¿Por qué Moshé le golpeó a la roca?

El episodio de Moshé golpeándole a la roca, es uno de los más misteriosos que se cuentan en la Torá.

El pozo que le suministraba agua a los israelitas se había secado. Di-s le instruyó a Moshé a que fuera al Monte Horeb y extrajera agua de una roca. Moshé lo realizó con éxito, pero en el transcurso de la ejecución de la orden, comete un grave error. Como resultado, se decreta que Moshé debía morir en el desierto, y Ieoshua sería quien guiara a los israelitas a la Tierra Prometida.

La Torá es muy ambigua en cuanto a la naturaleza del error de Moshé. Hay tantas interpretaciones como hay comentaristas Bíblicos. La explicación convencional, citada del Midrash, por Rashi, es que Moshé había recibido la orden de hablar con la roca para sacar agua, y en vez de eso, la golpeó.

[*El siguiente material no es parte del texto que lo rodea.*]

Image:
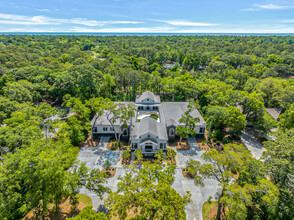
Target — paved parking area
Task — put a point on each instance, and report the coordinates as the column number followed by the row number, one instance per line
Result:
column 181, row 184
column 252, row 145
column 194, row 153
column 95, row 158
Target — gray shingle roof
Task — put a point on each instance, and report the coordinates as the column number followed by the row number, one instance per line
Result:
column 274, row 112
column 149, row 125
column 102, row 120
column 148, row 94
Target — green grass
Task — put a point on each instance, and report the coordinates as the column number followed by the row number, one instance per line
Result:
column 206, row 208
column 85, row 199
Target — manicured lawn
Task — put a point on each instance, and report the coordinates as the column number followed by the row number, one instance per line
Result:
column 85, row 199
column 209, row 210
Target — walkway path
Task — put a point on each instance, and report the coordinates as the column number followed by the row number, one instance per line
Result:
column 252, row 145
column 181, row 184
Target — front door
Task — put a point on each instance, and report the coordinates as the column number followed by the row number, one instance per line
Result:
column 148, row 148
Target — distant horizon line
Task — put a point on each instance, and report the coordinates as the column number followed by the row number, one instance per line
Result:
column 139, row 33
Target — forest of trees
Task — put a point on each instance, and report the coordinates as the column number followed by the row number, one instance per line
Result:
column 41, row 76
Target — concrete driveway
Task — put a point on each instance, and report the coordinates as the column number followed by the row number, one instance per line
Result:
column 181, row 184
column 251, row 144
column 95, row 158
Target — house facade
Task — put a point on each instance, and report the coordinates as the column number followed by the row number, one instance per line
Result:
column 154, row 124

Unos treinta y nueve años antes, la primera vez que los israelitas necesitaron agua, Di-s le había instruido a Moshé que golpeara la roca. Pero esta vez, las instrucciones eran diferentes, y el no las cumplió.

Algunas preguntas obvias:
1- Si golpearle a la roca era algo tan malo, ¿por qué había sido correcto tantos años antes?
2- ¿Por qué Moshé, el más leal sirviente de Di-s, no siguió las sencillas instrucciones?
3- ¿Por qué ésta acción, aparentemente menor, tuvo severas consecuencias?

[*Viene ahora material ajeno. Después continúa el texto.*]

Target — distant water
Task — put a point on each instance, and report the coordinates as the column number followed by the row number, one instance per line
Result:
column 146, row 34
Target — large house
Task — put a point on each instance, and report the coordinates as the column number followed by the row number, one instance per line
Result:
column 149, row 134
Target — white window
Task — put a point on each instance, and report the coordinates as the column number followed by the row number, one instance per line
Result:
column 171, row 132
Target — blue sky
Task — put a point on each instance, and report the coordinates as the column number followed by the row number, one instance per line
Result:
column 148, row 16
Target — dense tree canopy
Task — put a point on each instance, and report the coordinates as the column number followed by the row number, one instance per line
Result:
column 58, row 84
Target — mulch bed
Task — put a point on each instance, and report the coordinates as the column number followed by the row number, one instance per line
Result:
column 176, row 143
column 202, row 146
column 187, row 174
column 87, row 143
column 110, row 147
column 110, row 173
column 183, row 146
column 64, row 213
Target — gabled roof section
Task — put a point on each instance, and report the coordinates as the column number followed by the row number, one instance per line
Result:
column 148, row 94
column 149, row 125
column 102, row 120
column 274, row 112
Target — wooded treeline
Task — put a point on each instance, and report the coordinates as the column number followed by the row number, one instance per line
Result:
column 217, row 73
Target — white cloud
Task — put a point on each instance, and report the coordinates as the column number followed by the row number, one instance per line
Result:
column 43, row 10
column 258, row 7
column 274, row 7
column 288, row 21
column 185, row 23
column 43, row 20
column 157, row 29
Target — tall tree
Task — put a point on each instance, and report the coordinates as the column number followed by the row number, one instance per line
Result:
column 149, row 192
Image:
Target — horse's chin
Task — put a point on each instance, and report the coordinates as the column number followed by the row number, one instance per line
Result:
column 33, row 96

Quizás un análisis del liderazgo de Moshé podría ayudarnos a entender este desconcertante episodio.

Moshé es sinónimo de milagros. Su nombre significa “de las aguas lo tomé”, y este es, de hecho, un nombre apropiado para un individuo cuya alma emanó de las aguas ocultas de los mundos superiores, y nunca se aclimató a su nuevo hábitat. Moshé no sabía cómo tratar con este mundo. En su lugar, cuando tenía que realizar una tarea, recurría a poderes supernaturales para poder lograrlo. El no convenció a Paró a que liberara a los Israelitas, sino que utilizó poderes milagrosos.

El no le habló a la roca para extraer agua, sino que la golpeó para que obedeciera.

Mientras que éste es un emocionante modus operandi, no era de esa forma como debía ser conquistada la tierra de Canaán. Ésto funcionó para la generación que salió de Egipto, una generación que subsistía con milagros durante cuarenta años. Pero Di-s tenía un plan diferente para esta generación que ahora estaba a punto de entrar en la Tierra Santa. Se suponía que iban a entrar al mundo, arar y cosechar sus campos, etc.

Esa era una tarea la cual Moshé no podría realizar. El simplemente era un “gigante espiritual”. Ésta era una tarea para Ieoshua.

Haber golpeado a la roca, no fue la razón por la cual Moshé no pudo conducir a los Judíos a Canaan. Fue un síntoma de la razón.

La lección de éste episodio en relación con nuestros semejantes, es clara: Extraer agua (Santidad) de ellos Pero esta lección también debería guiarnos en nuestro propio viaje espiritual.

Comenzamos Sirviendo a Di-s, “golpeándole a la roca”. Podemos no entender, y no estar convencidos, pero seguimos las órdenes de Di-s porque debemos hacerlo.

Pero luego debemos madurar espiritualmente. Tenemos que “hablarle a la roca”, estudiar lo suficiente para poder entender, y así convecernos a nosotros mismos, nuestras emociones y mentes, para convertirnos en personas espirituales.

Entonces estaremos prontos para entrar a la Tierra Prometida.